Few would forgive him for doing so, since speedy Mike Trout of the Los Angeles Angels was breaking from third to home on a contact play. Seager was going to throw home, but instead let the grounder get by him for a two-base error that opened the gates for a four-run eighth inning and a 5-2 loss on Saturday to the surging Angels.
It was ultimately the plays the Mariners didn’t make in the field and at the plate that came back to haunt them big in Felix Hernandez’s first loss in nearly three months.
“I saw him going,” Seager said of Trout. “I mean, it’s a contact play. Trout runs well, but if I’d caught the ball, he would have been out pretty easily. It’s just a play where I got caught in between hops and wasn’t able to make the play.
“I should have been able to make the play.”
Instead, Hernandez was on his way to allowing four runs that inning — three of them earned — to take his first defeat since June 12 against San Diego. He’d reeled off an impressive 9-0 record with a 1.40 earned-run average over that stretch and seemed en route to another victory in front of 22,910 at Safeco Field.

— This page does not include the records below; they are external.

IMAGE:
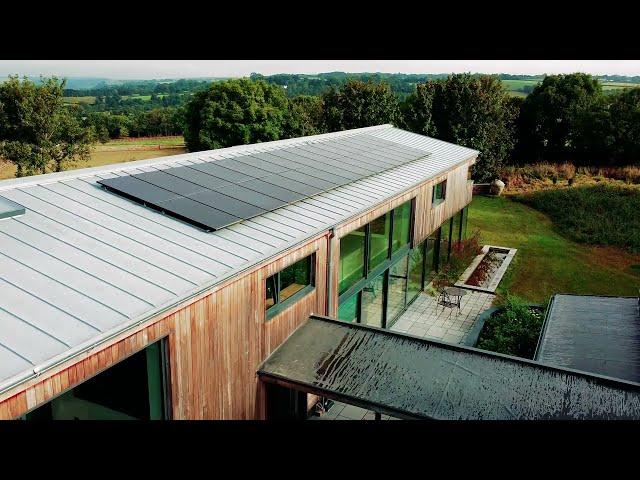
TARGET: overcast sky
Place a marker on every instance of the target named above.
(149, 69)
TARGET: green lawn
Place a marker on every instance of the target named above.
(547, 262)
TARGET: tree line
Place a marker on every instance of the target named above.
(565, 117)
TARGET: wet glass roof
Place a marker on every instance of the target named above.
(411, 377)
(593, 333)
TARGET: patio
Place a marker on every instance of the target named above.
(426, 320)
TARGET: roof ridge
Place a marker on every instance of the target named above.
(54, 177)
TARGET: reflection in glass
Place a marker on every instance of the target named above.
(351, 259)
(348, 310)
(379, 240)
(401, 226)
(372, 302)
(294, 278)
(397, 289)
(416, 264)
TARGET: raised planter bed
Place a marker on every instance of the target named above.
(471, 339)
(487, 269)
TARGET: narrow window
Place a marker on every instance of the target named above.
(439, 193)
(286, 286)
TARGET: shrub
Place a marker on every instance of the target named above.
(462, 253)
(513, 331)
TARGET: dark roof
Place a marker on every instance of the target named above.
(593, 333)
(409, 377)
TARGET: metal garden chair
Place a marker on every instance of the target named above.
(446, 300)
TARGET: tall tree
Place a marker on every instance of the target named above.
(549, 113)
(474, 111)
(625, 117)
(305, 117)
(235, 112)
(359, 104)
(38, 133)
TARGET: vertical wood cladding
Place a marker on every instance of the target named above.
(217, 342)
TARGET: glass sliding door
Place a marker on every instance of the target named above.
(380, 230)
(465, 217)
(397, 290)
(352, 248)
(431, 257)
(416, 270)
(445, 243)
(401, 227)
(349, 310)
(372, 309)
(456, 230)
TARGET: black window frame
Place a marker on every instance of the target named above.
(384, 267)
(437, 201)
(280, 305)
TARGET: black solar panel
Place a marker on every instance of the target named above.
(212, 195)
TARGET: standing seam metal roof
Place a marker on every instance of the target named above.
(412, 377)
(84, 263)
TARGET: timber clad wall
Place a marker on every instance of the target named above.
(427, 219)
(217, 342)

But the Mariners couldn’t finish the job and took their second straight defeat at home — the first time that’s happened since July 3-4 against Baltimore. Hernandez is now 0-3 with a 5.82 ERA against the Angels this season. His overall ERA climbed from 2.43 to 2.51 with the loss.
“I felt good, I made good pitches,” said Hernandez, who entered the eighth with a 2-1 lead and a pitch count of 103. “I gave up a couple of ground balls that passed through to the outfield. That happens.”

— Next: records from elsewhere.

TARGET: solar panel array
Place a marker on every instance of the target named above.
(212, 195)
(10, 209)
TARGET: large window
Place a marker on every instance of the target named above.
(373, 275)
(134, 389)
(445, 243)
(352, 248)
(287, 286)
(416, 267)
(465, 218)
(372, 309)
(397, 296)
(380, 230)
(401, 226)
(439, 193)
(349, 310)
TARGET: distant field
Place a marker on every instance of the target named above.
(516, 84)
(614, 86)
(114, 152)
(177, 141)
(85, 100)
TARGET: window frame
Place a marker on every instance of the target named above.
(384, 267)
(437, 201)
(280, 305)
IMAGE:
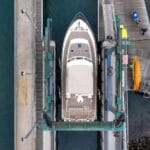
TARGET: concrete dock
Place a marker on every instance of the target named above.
(139, 43)
(24, 76)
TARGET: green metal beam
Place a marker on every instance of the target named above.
(85, 126)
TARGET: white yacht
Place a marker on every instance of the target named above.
(79, 73)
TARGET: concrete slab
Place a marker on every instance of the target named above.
(24, 75)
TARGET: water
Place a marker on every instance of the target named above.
(6, 75)
(62, 13)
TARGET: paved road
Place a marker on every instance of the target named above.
(24, 85)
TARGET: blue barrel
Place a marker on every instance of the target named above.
(135, 15)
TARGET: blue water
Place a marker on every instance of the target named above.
(61, 12)
(6, 75)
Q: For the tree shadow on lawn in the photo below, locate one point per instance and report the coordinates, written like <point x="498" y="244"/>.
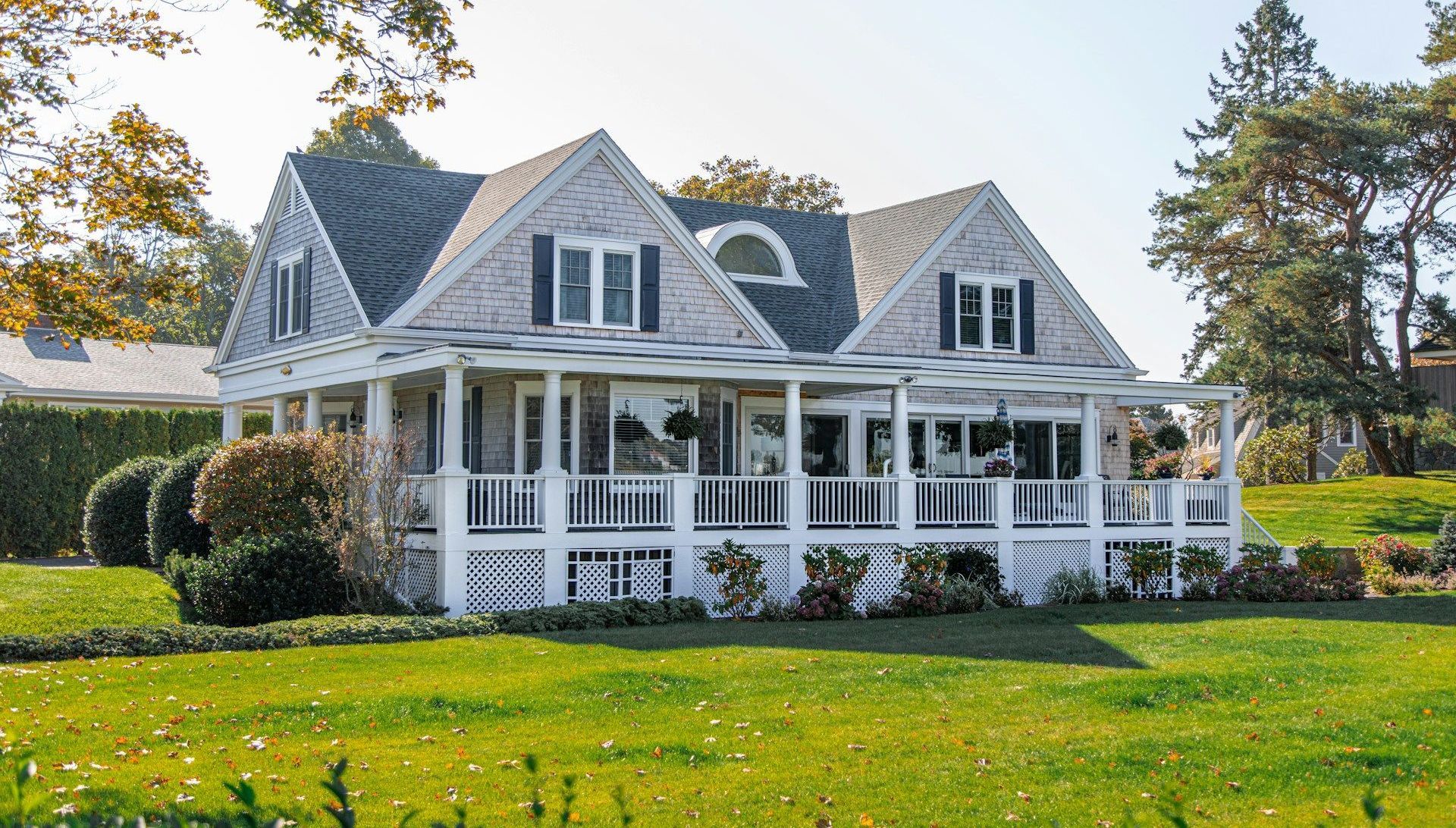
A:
<point x="1047" y="635"/>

The Mariners had scored a pair of third-inning runs off Angels starter Ervin Santana to overcome a 1-0 deficit. Trayvon Robinson tied the game with a solo homer to right center — the 32nd given up by Santana this season, tying for the major league lead — and then Franklin Gutierrez doubled home Dustin Ackley later that frame.
Hernandez might have emerged with a different fate had the Mariners been able to add to their advantage. But following the trend of late, when much of their scoring has been limited to an inning or two, they were unable to cash in.
Justin Smoak led off the fifth inning with a double, but was stranded by two flyouts and an Ackley strikeout. Then, in the seventh, with two men on, Brendan Ryan popped out to end that frame.
Trout opened the next inning with a single, and then Torii Hunter drilled an 0-2 slider into center field to put runners at the corners with none out.
Things spiraled downhill in a hurry after that. Seager’s error scored the tying run and left runners at second and third. After an out, Mark Trumbo then singled to left to score two more runs and give the Angels the lead for good.
Hernandez was pulled from there. Stephen Pryor came on and uncorked a wild pitch, then yielded a run-scoring double to Howie Kendrick.
The Mariners had Pryor warmed up and ready, but opted to go with Hernandez to start the eighth with the top of the order due up. The top three of the Angels’ order — Trout, Hunter and Albert Pujols — finished 6 for 14 against Hernandez.
But Mariners manager Eric Wedge felt Hernandez gave him his best chance to hold the lead at that point.
“He’s in control of the ballgame, he’s got a reasonable pitch count and has been there before and handled it very well,” Wedge said. “And he’s still strong. He’s one ... of the best pitchers in baseball, and there was not a better option for us in that eighth inning than Felix as long as he’s still in a good spot. And he was.”
Wedge said the Mariners have to be careful of being too reliant on Hernandez to carry them — something that happened in three 1-0 wins in August.
“We had multiple opportunities to add on,” Wedge said. “If we could add on a couple of times to make it 3-1, or even 4-1, it’s a different ballgame.
“And that’s where we really needed to do a better job.”